The brokerless control plane.
FastWorker ditches the external broker entirely. Here's how it coordinates distributed Python work with just two or three processes.
Three roles, one protocol
FastWorker has three participants. The client lives inside your application and submits tasks. The control plane is a standalone Python process that coordinates everything. Subworkers are optional Python processes that expand execution capacity.
All communication happens over NNG (via pynng), a lightweight
messaging library. FastWorker uses REQ/REP for client submissions, DEALER/ROUTER for dispatch to subworkers,
and PUB/SUB for worker registration and heartbeats. None of this requires an external broker — every NNG socket
is just a TCP endpoint hosted by a Python process.
The control plane does the work
Unlike Celery's architecture — where the broker is passive and workers poll it — the FastWorker control plane is active. It maintains the worker registry, tracks load per subworker, dispatches tasks to the least-loaded node, holds the LRU result cache, and serves the web dashboard. It will also process tasks itself if subworkers are unavailable, which gives you a meaningful minimum viable deployment of one process.
Priority dispatch
Tasks are tagged with one of four priorities: critical, high, normal, low.

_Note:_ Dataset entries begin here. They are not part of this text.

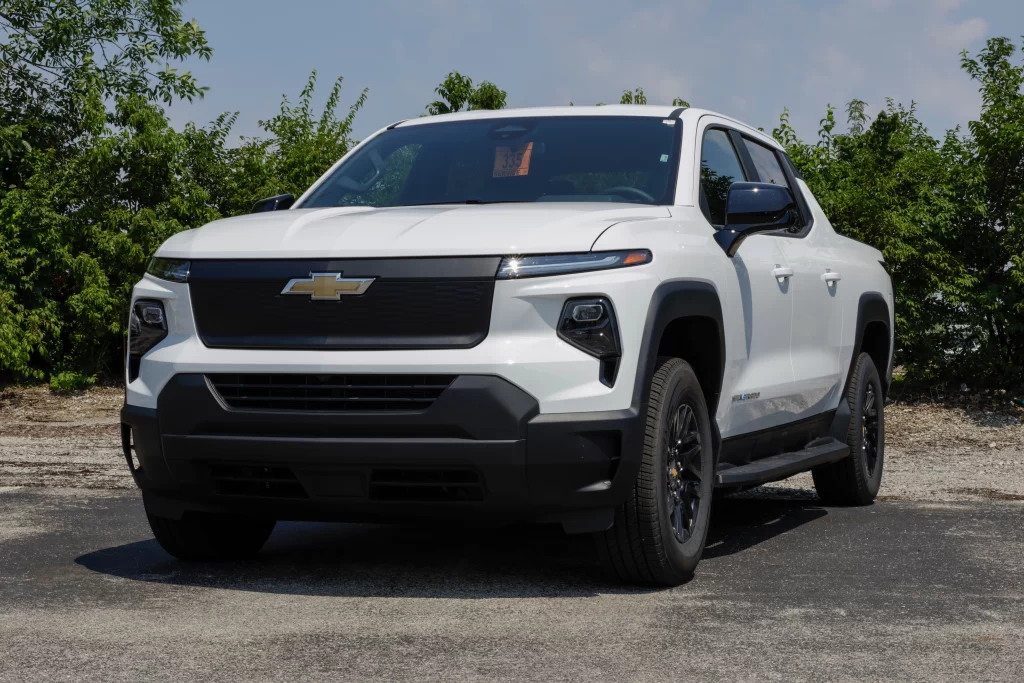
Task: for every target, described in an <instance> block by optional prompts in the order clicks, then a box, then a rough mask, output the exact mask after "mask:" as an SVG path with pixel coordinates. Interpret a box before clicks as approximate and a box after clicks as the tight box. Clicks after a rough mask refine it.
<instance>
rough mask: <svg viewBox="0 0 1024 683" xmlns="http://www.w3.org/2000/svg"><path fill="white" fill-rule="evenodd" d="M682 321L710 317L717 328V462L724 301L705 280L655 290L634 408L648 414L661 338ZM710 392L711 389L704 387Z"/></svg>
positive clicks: (634, 394)
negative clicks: (648, 409) (717, 371)
mask: <svg viewBox="0 0 1024 683" xmlns="http://www.w3.org/2000/svg"><path fill="white" fill-rule="evenodd" d="M681 317H709V318H711V319H712V321H714V322H715V324H716V325H717V326H718V340H719V349H718V350H719V356H718V357H719V359H720V360H721V362H722V367H721V368H720V369H719V372H718V386H716V387H714V391H713V392H712V394H713V395H714V397H715V398H714V400H713V401H712V404H710V405H709V407H708V411H709V413H710V415H709V417H710V418H711V430H712V439H713V441H714V444H713V445H714V452H715V457H716V459H717V458H718V454H719V452H720V450H721V447H720V446H721V444H722V436H721V434H720V433H719V431H718V422H717V421H716V420H715V415H716V413H717V412H718V403H719V401H720V400H721V391H722V382H723V379H724V378H723V376H724V373H725V357H726V356H725V324H724V321H723V316H722V301H721V298H720V297H719V295H718V290H717V289H716V288H715V286H714V285H713V284H712V283H711V282H709V281H703V280H676V281H670V282H666V283H662V284H660V285H658V286H657V289H655V290H654V293H653V295H652V296H651V299H650V304H649V305H648V308H647V319H646V322H645V323H644V330H643V340H642V341H641V344H640V354H639V356H638V358H637V374H636V380H635V383H634V385H633V401H632V402H633V405H636V407H637V410H638V411H639V413H638V414H639V415H640V416H645V415H646V413H647V390H648V387H649V385H650V378H651V377H653V376H654V370H655V366H656V364H657V349H658V344H659V343H660V340H662V335H664V334H665V330H666V329H667V328H668V327H669V325H670V324H671V323H672V322H673V321H677V319H679V318H681ZM703 389H705V391H706V392H707V391H709V387H703Z"/></svg>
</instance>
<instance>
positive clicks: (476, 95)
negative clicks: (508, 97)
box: [427, 71, 507, 116]
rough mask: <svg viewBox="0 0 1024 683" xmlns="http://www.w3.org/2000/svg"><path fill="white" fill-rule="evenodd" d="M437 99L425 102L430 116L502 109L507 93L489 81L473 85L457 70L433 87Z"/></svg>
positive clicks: (497, 109) (500, 109)
mask: <svg viewBox="0 0 1024 683" xmlns="http://www.w3.org/2000/svg"><path fill="white" fill-rule="evenodd" d="M434 92H436V93H437V94H438V95H439V97H440V98H439V99H435V100H434V101H432V102H430V103H429V104H427V113H428V114H430V115H431V116H436V115H438V114H453V113H455V112H462V111H463V110H503V109H505V97H506V95H507V93H506V92H505V91H504V90H502V89H500V88H499V87H498V86H497V85H495V84H494V83H492V82H489V81H483V82H482V83H480V85H478V86H476V87H473V80H472V79H471V78H469V77H467V76H463V75H462V74H460V73H459V72H457V71H454V72H451V73H450V74H449V75H447V76H446V77H445V78H444V80H443V81H441V83H440V85H438V86H437V87H436V88H434Z"/></svg>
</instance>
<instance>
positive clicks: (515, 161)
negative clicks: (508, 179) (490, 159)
mask: <svg viewBox="0 0 1024 683" xmlns="http://www.w3.org/2000/svg"><path fill="white" fill-rule="evenodd" d="M532 152H534V143H532V142H523V143H522V144H517V145H515V146H514V147H512V146H499V147H495V172H494V176H493V177H495V178H511V177H513V176H517V175H529V157H530V154H531V153H532Z"/></svg>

The dispatcher drains higher priorities first and uses a load-balanced DEALER pattern to pick the least-busy subworker.
No routing rules, no separate queues per priority, no broker configuration.
Result caching
When a task finishes, the control plane stores its return value in an LRU result cache (default 10,000 entries, 1-hour TTL).
Clients can poll the result asynchronously or subscribe to completion callbacks. Expired entries are reaped on a
one-minute tick. Cache size and TTL are configurable via --result-cache-size and --result-cache-ttl.
Failure modes
If a subworker dies, heartbeats stop arriving and the control plane removes it from the registry; in-flight tasks on that worker fail and can be retried. If the control plane itself dies, clients cannot submit and subworkers idle until it's restarted. FastWorker is designed for teams that prefer operational simplicity over multi-broker high availability — if you need the latter, the Celery comparison lays out the tradeoffs.
Why NNG instead of a broker?
A broker is great when you need durable queues, cross-language producers, or exactly-once delivery. Most Python applications don't. They need a task runner that lives alongside the app, scales horizontally, and doesn't turn into its own on-call rotation. NNG gives us the messaging primitives without the operational surface area.